Reading Woes Revisited

"I don't want to go to school today!" Lucas exclaimed as his fist left an impression in the four inches of memory foam adorning the mattress on my bed. I had already been up for a little while. I had showered and then climbed back into bed to snuggle quietly with Ruanita for the ten minutes I had left before having to jump up, get dressed, and rush out the door. Sometimes the brief 6:00am snuggles are the only time we get to spend together during the week. Lucas had tiptoed into my bedroom moments earlier, sheepishly asking me if today was Saturday. When I told him that no, today was Wednesday, he threw himself across the foot of my bed in dramatic fashion and began his whiny mantra. "I don't want to go to school...I hate school...I don't want to go to school." Ruanita opened one eye and half-heartedly asked him why he did not want to go to school. He responded with a firm proclamation that he unequivocally hated school. Though this was a not a new statement from Lucas, Ruanita and I responded with all of the appropriate questions. Did something happen at school? Is someone being mean to you at school? Is someone bullying you? He answered with a resounding no, no, and no. His friends were nice. He liked his teacher. No one was mistreating him. Upon further discussion, he admitted that he simply did not like doing the work that was expected of him in school. Too bad, kid. Laziness is not justification for an excused absence. If so, I would call in lazy to work. Every. Single. Day.
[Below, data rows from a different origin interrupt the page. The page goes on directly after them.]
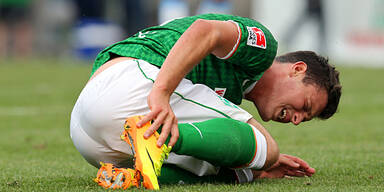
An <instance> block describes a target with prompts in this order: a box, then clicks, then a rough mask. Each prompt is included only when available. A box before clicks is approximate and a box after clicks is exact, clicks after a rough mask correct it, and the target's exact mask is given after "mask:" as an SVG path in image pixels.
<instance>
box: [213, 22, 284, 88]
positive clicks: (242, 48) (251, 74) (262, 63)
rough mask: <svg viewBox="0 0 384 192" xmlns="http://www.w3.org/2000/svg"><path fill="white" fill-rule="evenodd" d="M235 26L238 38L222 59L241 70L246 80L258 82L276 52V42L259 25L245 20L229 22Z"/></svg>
mask: <svg viewBox="0 0 384 192" xmlns="http://www.w3.org/2000/svg"><path fill="white" fill-rule="evenodd" d="M231 22H234V23H235V24H236V25H237V28H238V32H239V35H238V38H237V42H236V44H235V45H234V47H233V49H232V50H231V51H230V52H229V53H228V54H227V55H226V56H225V57H223V58H220V59H225V60H226V62H228V63H231V64H233V65H234V66H236V68H239V69H241V71H242V72H243V73H244V75H245V76H246V78H247V79H249V80H254V81H256V80H258V79H260V77H261V76H262V75H263V72H264V71H265V70H267V69H268V68H269V67H270V66H271V64H272V62H273V60H274V58H275V56H276V52H277V42H276V40H275V39H274V37H273V35H272V34H271V32H270V31H269V30H268V29H267V28H266V27H264V26H263V25H261V24H260V23H258V22H256V21H254V20H251V19H247V20H231Z"/></svg>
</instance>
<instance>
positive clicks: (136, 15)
mask: <svg viewBox="0 0 384 192" xmlns="http://www.w3.org/2000/svg"><path fill="white" fill-rule="evenodd" d="M123 3H124V13H125V15H124V14H123V15H124V19H123V21H122V25H123V27H124V29H125V32H126V33H127V36H131V35H133V34H135V33H136V32H138V31H139V30H141V29H144V28H146V27H148V25H149V17H148V13H147V11H146V10H145V9H144V4H143V1H142V0H128V1H127V0H123Z"/></svg>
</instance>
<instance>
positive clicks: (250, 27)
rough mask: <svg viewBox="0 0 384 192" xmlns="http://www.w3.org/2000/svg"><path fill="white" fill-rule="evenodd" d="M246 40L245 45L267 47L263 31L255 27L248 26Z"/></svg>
mask: <svg viewBox="0 0 384 192" xmlns="http://www.w3.org/2000/svg"><path fill="white" fill-rule="evenodd" d="M247 30H248V40H247V45H249V46H252V47H258V48H262V49H266V48H267V41H266V40H265V35H264V32H263V31H262V30H261V29H259V28H257V27H248V26H247Z"/></svg>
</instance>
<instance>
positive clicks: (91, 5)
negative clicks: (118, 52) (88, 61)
mask: <svg viewBox="0 0 384 192" xmlns="http://www.w3.org/2000/svg"><path fill="white" fill-rule="evenodd" d="M113 3H116V1H112V2H110V3H108V4H113ZM75 5H76V7H77V21H76V25H75V27H74V32H73V34H74V35H73V46H74V52H75V55H76V56H77V57H78V58H80V59H86V60H93V59H94V58H95V57H96V55H97V54H98V53H99V52H100V51H101V50H103V49H104V48H105V47H107V46H108V45H111V44H113V43H115V42H117V41H119V40H121V39H123V31H122V27H121V26H119V25H118V24H117V23H116V22H114V21H109V20H107V19H106V6H107V2H106V1H105V0H75Z"/></svg>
I have no clue what to do with that boy. I know that he is struggling. I know that reading and writing do not come naturally to him. All joking aside, it is not pure laziness that is causing his issues. He is truly having difficulty. I have been in contact with his teacher quite a bit lately. She sent a note home a few weeks ago indicating that Lucas has been unfocused in school. He is not disruptive. He is kind and well-mannered. But he stares off into space. He doodles. He plays with his pencil. He picks at his fingernails. He is generally off task and unfocused. Since that note, his teacher and I have been in what seems like constant contact. She is trying to give him more one-on-one attention, but that is difficult with twenty-eight children in his class. She did enroll him in a reading lab, which has a ratio of six kids to one teacher, but the reading lab meets only once a week. He is also attending a twice-weekly after school tutoring program for reading and math, though he really needs no help in math. The after-school program is on Mondays and Wednesdays and lasts from 2:00pm until 4:45pm. So it is after 5pm when he gets home from school on those days. 7:30 in the morning until 5:00 in the evening is a long day for an eight-year-old. Especially for an eight-year-old who is as much of a homebody as my Lucas. I am sure his grumblings this morning were in large part due to today being an after school tutoring day for him.

On Monday evening, after talking with Lucas' teacher again Monday afternoon, I emailed the head of the Special Education department at his school. I had discussed my concerns about the possibility of Lucas being dyslexic with his teacher. She supported my desire to have him tested for learning disabilities and encouraged me to send a request in writing to the Special Ed department. Apparently, they are legally required to test a child if a parent requests it in writing. I have yet to hear back from the Special Ed teacher, but I hope to find some answers that way. I know my son is not lazy. Well...he is lazy to a point, as all eight-years-olds are. But sheer laziness does not explain the difficulties he is having with reading and writing, especially considering his success in math. The boy excels in mathematics. I am hoping we can devise a gameplan to help Lucas succeed. I fear that his frustration may eventually overwhelm him and he will give up completely on reading. I am afraid that he will eventually develop a lifelong aversion to reading.

Reading opened up so many worlds to me as a child. Books were my escape. My solitude. My joy. My elation. Through books, I learned that an entire world existed outside of my small town in my tiny little corner of the Earth. I learned that I could do and be anything I wanted. I could go anywhere I chose. The thought of Lucas being denied the joy of books is incredibly troubling to me. I realize that he may never be the voracious reader I was. I may be expecting him to be something that he simply can't be. I know I need to accept that. However, I simply cannot accept him falling behind or missing out on everything education can bring to his life because he doesn't like to read. I have to find a way to help him. I have to find a way to make this better for my son. The only problem is, I have no clue what I am doing. This is completely uncharted territory for me.

Couldn't he have just stayed three-years-old forever?